I stopped to ponder, casting my eyes down at the sidewalk beneath our four feet. I quirked another eyebrow in enquiry. He quirked his, no doubt inquiring as to the same thing: Our queries were paired; our questions matched. My other eyebrow danced the fandango; his did the monster mash.

As darkness fell and the threat of vampires sucking my lifeblood from my neck became more and more palpable, another man came out of the shop next to the both of us—my goaty buddy and me—and cast a curious glance at me that would have condemned me to the nut house had the man been a psychologist rather than the glaziery-doodle that he was.

As it was, he was a glaziery-doodle—a glassery-shop employee—and the apprentice to the town’s master glazier.
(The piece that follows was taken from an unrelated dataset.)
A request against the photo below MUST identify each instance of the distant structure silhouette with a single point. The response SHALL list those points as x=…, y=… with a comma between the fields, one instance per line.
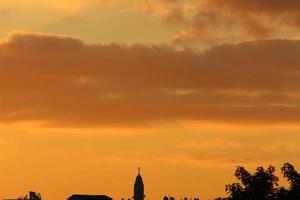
x=139, y=187
x=32, y=196
x=89, y=197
He was a third-degree assistant deputy backup glazier himself, and he had come out to fetch the mirror that had been plopped out on the sidewalk in order to entice naïve glass-buyers into his store (and the store of the master glazier). I turned to look at the glaziery-doodle; he continued eyeing me like I had grown six heads from my left nostril and another two from my headier head that sprouted concentrically from my lower, left nipple. I turned back to leer at my goat-faced partner again, and—wouldn’t you know it?—he had vanished. In front of me there no longer was a goofy-looking cartoon caricature of a man with a dollop of black hair and a knobby little nose set amid a goat-wheyed face. I was shocked… I was confused. I had no idea where the man went or how he had done so so quickly! I looked down: Perhaps he had slipped out through the storm drain! I looked to the left: Perhaps he had stepped out into the street and been swept away by a passing autobus! I looked to the right: There was no alley for him to have weaseled his way down, so if he went that way, he must’ve been capable of the dark art of teleportation!

The Sun was setting. I grinned imperiously: I may have been bemused to the point of obolobolous confusion, but at least I wasn’t dying this week! I trotted home as horse-like as ever.